Getting to the Antica Trattoria dell’Eremita is not easy. From the town of Gallicano in the Garfagnana you follow a freakishly twisty, narrow little road uphill towards the Eremo di Calomini. It is the Italian custom to beep your little horn before you brave each blind hairpin, but here you might as well lean on the thing the whole darn way.
We eventually reached the parking lot at the Eremo and strolled over to Antica Trattoria dell’Eremita. It’s just down a little strada bianca, a white road of more or less one lane. Our friends parked below, and walked up the steep stairs.

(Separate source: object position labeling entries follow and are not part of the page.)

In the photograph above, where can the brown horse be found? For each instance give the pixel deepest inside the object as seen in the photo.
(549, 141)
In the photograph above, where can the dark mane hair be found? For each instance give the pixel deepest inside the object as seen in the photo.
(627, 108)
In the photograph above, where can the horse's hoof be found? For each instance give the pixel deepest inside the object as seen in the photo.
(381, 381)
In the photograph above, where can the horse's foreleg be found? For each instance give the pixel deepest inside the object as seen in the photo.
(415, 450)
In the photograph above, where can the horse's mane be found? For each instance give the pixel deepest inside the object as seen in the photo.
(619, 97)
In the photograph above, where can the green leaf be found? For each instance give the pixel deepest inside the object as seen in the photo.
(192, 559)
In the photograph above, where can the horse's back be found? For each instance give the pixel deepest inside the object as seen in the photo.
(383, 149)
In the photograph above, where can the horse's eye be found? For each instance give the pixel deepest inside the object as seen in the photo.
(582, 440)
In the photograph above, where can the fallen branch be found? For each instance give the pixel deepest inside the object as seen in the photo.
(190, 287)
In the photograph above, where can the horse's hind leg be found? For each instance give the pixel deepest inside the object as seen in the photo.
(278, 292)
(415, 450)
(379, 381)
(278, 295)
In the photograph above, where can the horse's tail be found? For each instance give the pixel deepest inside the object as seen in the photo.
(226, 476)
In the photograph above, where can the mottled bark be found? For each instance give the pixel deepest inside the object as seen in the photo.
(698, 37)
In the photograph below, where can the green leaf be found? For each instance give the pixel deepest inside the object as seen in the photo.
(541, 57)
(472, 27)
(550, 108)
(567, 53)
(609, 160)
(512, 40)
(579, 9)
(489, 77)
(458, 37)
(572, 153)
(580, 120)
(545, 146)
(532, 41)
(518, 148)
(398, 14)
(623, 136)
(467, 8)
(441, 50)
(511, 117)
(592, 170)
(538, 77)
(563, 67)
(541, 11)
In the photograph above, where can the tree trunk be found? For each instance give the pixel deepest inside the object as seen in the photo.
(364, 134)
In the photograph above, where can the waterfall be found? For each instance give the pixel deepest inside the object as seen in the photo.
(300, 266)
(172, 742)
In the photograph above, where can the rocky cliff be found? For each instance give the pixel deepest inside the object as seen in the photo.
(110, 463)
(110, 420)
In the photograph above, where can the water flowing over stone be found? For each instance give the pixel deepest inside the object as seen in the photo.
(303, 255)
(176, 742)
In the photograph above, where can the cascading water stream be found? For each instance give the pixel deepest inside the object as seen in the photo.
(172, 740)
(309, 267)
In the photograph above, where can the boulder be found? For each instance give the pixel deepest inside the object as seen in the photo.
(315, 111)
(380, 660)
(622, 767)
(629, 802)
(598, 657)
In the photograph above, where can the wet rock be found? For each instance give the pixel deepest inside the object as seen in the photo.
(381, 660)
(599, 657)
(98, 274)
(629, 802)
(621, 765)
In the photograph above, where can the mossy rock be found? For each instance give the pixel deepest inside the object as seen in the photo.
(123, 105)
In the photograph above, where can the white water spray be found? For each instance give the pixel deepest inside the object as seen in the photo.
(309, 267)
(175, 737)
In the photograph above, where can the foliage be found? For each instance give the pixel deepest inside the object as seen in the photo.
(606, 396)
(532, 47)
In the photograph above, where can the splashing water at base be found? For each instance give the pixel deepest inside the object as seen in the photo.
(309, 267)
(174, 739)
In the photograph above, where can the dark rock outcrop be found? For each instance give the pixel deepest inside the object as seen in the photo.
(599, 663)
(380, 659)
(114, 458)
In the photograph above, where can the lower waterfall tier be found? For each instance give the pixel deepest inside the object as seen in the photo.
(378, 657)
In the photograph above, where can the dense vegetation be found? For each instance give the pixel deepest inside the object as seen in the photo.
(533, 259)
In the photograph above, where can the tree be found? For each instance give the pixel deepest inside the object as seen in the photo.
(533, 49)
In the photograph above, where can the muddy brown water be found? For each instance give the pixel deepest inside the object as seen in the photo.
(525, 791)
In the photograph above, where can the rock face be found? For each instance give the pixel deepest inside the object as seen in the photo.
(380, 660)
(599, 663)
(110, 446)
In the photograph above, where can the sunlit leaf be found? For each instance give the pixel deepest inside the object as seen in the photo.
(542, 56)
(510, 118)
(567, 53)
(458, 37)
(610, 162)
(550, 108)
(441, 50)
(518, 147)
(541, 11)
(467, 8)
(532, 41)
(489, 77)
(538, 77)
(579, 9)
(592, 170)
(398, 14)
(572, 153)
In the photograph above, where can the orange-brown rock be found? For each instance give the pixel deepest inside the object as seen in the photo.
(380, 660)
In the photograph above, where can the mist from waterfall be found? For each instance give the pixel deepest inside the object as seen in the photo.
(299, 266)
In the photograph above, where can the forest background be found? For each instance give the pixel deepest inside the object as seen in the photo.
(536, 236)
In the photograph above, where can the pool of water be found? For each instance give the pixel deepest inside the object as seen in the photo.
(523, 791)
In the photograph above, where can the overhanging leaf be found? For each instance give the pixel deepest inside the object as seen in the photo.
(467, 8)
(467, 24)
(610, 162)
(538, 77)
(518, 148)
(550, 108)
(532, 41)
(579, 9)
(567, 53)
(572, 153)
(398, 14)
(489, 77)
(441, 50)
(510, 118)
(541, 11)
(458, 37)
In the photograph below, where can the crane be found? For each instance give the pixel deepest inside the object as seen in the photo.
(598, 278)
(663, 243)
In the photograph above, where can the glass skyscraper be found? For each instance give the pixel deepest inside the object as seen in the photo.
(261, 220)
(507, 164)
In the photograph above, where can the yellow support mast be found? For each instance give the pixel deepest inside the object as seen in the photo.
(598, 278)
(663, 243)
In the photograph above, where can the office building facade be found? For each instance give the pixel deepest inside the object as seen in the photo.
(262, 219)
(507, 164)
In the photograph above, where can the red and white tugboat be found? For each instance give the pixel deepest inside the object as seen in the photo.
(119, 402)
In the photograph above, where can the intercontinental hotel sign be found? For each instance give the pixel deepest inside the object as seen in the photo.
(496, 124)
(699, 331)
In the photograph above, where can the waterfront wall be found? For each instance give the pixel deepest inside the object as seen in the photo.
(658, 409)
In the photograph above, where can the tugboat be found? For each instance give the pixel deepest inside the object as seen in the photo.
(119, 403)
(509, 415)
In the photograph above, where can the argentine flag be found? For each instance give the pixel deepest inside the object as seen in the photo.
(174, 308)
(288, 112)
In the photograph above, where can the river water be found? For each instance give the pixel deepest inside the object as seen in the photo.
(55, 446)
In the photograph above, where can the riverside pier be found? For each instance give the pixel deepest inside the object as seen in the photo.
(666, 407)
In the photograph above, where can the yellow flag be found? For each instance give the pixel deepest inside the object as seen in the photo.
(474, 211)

We meet at the top. “Dori and I were thinking that this looks just like someplace in Hawaii,” Robert said upon greeting us.
Yes, lush, green and fragrant in a drizzle, the place had that Shangri-La thing going on.
But let’s talk about that roasted trout up there, shall we? It didn’t seem very Italian, covered with all those herbs. You wouldn’t be surprised to see such a thing in Provence, but this is a tiny corner of unknown Tuscany, not Provence.
The more you learn about “Italian” food, the more things on a plate rise up and slap you in the face, demanding further research.
Monastic outposts relied on herbs for medicinal purposes. There was a reason the Eremo was placed where it was, including the abundance of water that gushed from the rocks all around. This water has, they say, curative powers as well.
So, on with research. More herbs:
Today I went to the Sagra della Minestrella di Gallicano. Minestrella is a soup of wild herbs and beans made only in Gallicano, a town of fewer than 4,000 people. Today it is the southernmost town in the Garfagnana. ~ Why the Garfagnana?
So there is a cultural reason for so many herbs, even though it seems to break the cucina povera tradition of simple preparations with few ingredients.
Antica Trattoria dell’Eremita is your chance to see what this whole thing is all about. You can eat the special bread of Gallicano called focaccia leva, thick flat bread cooked between two iron plates to be eaten with cold cuts and the restaurant’s smoked trout (they raise their own trout here!). They also raise farro, which appears in the farro soup. You can taste or buy eggs from their free-range chickens. You can buy packets of the dried herbs they collect from along the little white road. Then, when you’re totally stuffed, you can go visit the Eremo. When you do, note the chapel carved out of the hillside.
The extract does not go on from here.